October 27, 2009

Today was a rough day. I didn’t realize how rough until just now as I was getting ready to go to sleep and Lydia and I were praying for someone and we took turns praying, and then after we were done she then started praying for me. Asking God to give me rest and help me to have peace. As she was praying this, I all of a sudden felt my entire body relax. I hadn’t even noticed that I had been tense.

The reason my day was rough, had nothing to do with classes, school, work or even for the most part relationships. The reason today was so rough was because I have been wrestling through things all day long. Then tonight after finally talking to a really good friend of mine I realized why it’s been so hard for me. I have been wrestling with being impatient and really disliking the people around me. Not disliking in the sense that I really don’t like them, but in a way that I am getting easily frustrated with people and not loving them the way I should. Not because of anything they’ve done. Just me being sinful I guess. I have been so on edge with everyone and no matter whose talking to me I can find some reason to be unhappy, when really all I’ve been trying to do, subconsciously, is cover up why I’m really unhappy. I am seeing other people’s faults and sins because I don’t want to acknowledge my own. I have been pulling a speck out of my brother’s eye without even considering the plank in my own.
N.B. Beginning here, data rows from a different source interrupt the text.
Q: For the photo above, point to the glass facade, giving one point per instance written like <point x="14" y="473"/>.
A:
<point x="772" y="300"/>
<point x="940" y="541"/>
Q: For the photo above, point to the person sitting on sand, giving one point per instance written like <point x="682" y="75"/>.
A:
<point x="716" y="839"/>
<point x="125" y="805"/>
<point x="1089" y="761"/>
I have been living my life loving people based on feelings and emotions, not being around my family has made it difficult to remember that you don’t always like the people you love… does that even make sense? Sometimes you don’t always like the people surrounding you or the people in your life closest to you, but you love them regardless. Because love is not based on an emotion or a feeling, love is a choice, a promise we make to another. I have to be constantly reminded that I can say ‘I love you’ until I’m blue in the face, but saying it doesn’t make it true. What makes it true is acting upon it and even doing it when we don’t ‘feel like it.’ Love is something we have to work towards everyday. Living in a community like the one here has made this so clear to me. I’m around people constantly. Whether I want to be or not, and yet I can choose to love those people as a choice or to simply put up with them for the time being.

My prayer is that I can be a better friend, a better roommate, a better daughter, and a better sister by realizing these things and beginning to work through them.